Este mutágeno del amor lo podemos percibir en una serie de miradas por parte de los protagonistas, en donde el director parece evidenciar la valía del silencio que suele expresar más que la serie de palabras, incluso más que en ocasiones en donde las discusiones no llegan a nada, desde un juego coqueto de miradas en una fiesta de cóctel con un espejo que nos permite presenciar todo sin la necesidad del corte, hasta los ojos a los que se nos advirtió desde el inicio en una ruina que sirven como el pacto a sellar del dúo.

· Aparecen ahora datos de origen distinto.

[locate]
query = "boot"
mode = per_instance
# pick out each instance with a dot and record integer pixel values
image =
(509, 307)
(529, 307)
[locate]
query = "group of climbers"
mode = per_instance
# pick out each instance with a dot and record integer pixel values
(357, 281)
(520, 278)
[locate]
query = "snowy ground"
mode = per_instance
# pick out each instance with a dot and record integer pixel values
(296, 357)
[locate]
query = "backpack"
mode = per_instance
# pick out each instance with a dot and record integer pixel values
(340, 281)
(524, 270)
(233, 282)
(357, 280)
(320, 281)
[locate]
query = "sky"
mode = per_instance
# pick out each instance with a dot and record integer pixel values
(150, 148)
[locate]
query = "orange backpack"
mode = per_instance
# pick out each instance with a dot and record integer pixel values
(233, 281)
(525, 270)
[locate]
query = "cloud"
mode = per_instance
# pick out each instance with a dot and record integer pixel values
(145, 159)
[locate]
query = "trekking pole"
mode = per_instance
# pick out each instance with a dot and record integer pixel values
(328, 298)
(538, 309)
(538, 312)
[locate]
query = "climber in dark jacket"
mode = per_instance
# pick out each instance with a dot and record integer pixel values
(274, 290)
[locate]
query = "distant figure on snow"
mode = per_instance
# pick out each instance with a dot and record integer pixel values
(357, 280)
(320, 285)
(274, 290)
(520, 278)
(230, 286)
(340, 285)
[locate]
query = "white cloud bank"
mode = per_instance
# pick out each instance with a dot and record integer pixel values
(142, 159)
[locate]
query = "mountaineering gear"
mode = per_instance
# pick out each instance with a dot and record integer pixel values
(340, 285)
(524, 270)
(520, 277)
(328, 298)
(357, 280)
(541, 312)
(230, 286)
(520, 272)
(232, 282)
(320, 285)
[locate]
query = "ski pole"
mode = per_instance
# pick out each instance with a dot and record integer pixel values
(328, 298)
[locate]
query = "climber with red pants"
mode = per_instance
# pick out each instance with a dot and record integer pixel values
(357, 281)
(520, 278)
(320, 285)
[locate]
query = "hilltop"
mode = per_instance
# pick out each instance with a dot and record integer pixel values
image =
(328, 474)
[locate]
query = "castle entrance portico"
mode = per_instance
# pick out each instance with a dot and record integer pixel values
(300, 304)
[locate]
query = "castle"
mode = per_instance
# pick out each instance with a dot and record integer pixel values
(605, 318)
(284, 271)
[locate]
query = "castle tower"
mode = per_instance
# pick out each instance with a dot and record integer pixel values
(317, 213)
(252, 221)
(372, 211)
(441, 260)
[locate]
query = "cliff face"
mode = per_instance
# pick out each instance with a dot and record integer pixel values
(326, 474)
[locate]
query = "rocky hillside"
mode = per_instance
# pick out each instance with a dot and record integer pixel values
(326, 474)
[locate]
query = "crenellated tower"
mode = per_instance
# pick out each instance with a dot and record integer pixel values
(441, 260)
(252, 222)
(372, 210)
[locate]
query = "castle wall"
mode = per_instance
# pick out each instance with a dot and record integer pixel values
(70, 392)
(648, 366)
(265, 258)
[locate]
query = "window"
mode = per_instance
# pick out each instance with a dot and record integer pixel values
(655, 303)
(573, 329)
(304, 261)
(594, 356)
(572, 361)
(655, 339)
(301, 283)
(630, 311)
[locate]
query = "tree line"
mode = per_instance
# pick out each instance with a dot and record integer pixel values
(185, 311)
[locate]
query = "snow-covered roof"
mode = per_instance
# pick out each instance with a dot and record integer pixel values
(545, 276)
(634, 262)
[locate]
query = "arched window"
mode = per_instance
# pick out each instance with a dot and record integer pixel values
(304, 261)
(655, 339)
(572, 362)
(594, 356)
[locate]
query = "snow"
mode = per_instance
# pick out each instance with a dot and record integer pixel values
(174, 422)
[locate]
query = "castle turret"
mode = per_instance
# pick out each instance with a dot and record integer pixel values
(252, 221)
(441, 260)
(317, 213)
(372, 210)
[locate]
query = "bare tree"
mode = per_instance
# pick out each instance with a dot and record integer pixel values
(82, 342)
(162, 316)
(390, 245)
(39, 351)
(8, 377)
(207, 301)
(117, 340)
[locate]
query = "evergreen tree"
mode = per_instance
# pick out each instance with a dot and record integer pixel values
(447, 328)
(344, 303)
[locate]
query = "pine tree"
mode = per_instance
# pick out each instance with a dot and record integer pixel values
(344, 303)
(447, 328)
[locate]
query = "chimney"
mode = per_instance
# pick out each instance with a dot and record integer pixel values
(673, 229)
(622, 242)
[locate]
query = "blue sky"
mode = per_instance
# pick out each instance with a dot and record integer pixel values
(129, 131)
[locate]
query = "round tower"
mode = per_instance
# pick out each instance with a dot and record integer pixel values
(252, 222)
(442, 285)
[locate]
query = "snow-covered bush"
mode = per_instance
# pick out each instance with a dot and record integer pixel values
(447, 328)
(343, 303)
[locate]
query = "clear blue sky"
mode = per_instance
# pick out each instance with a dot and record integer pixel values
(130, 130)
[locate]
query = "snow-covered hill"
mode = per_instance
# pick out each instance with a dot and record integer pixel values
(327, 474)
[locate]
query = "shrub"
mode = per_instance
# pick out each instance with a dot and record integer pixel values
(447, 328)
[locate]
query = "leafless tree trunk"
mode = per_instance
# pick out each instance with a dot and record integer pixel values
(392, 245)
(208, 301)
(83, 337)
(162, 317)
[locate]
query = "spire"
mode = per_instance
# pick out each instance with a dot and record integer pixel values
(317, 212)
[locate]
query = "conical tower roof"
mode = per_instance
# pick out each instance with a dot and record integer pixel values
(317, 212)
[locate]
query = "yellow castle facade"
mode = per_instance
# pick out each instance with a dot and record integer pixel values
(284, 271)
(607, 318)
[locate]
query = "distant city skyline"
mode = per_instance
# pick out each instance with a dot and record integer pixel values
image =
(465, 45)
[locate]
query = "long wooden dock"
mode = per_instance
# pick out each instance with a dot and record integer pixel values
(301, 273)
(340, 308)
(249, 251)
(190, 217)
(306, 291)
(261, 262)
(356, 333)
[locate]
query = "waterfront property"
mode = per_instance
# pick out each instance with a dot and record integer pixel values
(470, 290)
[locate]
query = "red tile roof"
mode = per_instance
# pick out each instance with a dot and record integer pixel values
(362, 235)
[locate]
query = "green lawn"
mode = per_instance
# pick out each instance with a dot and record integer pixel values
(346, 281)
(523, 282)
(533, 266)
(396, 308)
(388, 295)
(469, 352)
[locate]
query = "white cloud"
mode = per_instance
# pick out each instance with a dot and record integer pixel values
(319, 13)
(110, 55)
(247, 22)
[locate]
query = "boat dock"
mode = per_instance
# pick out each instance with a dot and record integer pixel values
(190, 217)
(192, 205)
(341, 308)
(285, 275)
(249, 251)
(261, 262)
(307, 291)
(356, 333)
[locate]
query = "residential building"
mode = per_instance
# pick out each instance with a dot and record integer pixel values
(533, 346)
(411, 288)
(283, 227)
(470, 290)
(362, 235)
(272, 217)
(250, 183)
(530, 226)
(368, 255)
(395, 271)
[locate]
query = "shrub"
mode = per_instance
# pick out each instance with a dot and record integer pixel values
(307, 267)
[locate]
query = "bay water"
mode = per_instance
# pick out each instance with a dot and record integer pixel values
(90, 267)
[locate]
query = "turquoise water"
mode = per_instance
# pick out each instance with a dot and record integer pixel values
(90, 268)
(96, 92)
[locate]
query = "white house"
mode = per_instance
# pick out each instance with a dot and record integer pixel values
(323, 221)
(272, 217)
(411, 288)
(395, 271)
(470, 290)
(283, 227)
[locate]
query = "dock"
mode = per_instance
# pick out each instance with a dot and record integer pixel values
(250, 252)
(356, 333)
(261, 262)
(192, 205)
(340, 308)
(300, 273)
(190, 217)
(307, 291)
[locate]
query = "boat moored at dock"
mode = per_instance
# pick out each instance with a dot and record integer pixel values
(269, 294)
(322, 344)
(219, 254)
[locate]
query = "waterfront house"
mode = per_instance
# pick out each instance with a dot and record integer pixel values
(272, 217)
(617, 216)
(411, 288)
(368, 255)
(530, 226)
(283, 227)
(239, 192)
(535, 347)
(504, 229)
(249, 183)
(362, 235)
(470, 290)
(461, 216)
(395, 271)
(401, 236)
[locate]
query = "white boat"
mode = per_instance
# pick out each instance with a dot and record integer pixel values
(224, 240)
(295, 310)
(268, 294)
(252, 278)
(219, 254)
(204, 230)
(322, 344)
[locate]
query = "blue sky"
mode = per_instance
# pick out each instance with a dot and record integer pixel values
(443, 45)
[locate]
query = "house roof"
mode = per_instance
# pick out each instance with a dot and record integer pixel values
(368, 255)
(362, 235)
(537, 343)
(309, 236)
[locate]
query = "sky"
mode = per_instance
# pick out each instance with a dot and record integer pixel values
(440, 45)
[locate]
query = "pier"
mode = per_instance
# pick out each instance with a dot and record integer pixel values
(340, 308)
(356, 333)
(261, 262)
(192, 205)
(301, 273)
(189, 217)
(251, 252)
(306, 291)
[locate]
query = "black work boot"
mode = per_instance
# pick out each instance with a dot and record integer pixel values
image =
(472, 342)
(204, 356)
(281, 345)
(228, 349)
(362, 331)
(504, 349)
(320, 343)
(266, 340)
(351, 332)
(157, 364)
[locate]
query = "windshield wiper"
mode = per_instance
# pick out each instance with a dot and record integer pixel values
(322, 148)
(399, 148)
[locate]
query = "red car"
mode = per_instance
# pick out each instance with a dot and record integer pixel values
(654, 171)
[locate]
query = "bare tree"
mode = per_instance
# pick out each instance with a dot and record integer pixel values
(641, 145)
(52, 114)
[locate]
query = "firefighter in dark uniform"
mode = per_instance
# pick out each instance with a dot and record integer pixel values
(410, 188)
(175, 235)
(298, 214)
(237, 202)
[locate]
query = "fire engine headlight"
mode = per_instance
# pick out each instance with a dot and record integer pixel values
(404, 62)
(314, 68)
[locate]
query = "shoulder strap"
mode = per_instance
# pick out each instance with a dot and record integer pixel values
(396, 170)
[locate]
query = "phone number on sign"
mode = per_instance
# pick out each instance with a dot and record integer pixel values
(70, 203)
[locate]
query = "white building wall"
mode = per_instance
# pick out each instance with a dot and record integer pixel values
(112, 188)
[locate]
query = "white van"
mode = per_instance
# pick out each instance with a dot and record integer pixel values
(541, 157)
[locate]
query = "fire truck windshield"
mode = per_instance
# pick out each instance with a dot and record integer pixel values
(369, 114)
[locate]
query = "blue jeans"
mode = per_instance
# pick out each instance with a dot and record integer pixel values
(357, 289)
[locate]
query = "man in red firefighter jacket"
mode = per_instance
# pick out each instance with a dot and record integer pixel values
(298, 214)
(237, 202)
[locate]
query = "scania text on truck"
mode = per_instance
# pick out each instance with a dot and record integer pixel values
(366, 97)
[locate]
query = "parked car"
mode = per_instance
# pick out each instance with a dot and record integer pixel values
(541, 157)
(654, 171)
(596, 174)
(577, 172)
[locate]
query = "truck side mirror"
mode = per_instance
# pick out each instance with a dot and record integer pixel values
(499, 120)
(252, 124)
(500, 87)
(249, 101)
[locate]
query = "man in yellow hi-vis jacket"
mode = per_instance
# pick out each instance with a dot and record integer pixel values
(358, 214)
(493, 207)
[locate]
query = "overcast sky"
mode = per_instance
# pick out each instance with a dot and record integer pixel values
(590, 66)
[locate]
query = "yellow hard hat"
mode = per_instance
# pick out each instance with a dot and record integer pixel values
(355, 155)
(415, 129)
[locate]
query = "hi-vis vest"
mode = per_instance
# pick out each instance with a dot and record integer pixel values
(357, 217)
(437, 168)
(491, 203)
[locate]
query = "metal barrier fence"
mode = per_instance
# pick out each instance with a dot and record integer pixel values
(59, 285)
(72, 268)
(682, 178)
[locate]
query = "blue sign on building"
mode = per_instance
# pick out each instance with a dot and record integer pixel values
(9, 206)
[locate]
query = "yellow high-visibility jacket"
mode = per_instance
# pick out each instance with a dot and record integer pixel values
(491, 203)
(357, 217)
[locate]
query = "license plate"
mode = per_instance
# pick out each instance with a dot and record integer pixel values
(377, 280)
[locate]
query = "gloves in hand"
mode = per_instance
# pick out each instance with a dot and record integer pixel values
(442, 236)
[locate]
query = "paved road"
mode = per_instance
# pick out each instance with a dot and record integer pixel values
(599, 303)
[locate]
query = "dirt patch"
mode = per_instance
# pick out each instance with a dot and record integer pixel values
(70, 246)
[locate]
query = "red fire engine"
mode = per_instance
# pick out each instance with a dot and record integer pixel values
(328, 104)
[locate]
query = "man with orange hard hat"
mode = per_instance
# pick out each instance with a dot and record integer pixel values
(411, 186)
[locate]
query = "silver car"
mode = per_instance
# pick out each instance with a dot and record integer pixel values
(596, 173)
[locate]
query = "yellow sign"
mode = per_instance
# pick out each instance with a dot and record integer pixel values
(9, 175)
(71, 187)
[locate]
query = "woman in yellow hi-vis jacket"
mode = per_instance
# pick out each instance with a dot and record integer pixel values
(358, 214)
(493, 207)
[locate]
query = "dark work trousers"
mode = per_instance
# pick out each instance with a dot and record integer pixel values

Fácilmente podremos divisar las limitantes interpuestas por su sociedad que los ve como objetos y que les llega a lastimar en lo más profundo, pero duele considerar que en un punto llegaron a escapar de este infierno, a sentir la plenitud… y siguen sin conectar de manera típica, que ellos mismos son residuos de lo sistémico que llegaron a repudiar y al que vuelven sin siquiera pensarlo dos veces.
Y nunca se debilita. Cuenta en menos de una hora y media esta tragedia, con un paso de tiempo enorme en ocasiones y a pesar de todo, la mirada de Tomasz Kot y Joanna Kulig impacta en cada encuentro; de que a pesar de sus diferencias siendo él tan serio y ella buscando divertirse, llegamos a percibir esa dependencia a través de un manejo de la cámara rígida de Lukasz Zal, atrapada en un formato extinto de filme y en un blanco y negro que ofrece paisajes en donde predomina la oscuridad dentro de dos halos de luz que representan nuestros enamorados.
Esta formalidad es bastante inusual en un mundo fílmico que constantemente se desvive para contarnos de la necesidad de uno del otro, y aquí está Pawlikowski, sin prisas contándonos algo que va desde lo profundo de su corazón porque está tratando de exponer la relación que sus padres llevaron: una imperfección ante la vida real vuelta en perfección pura cinematográfica.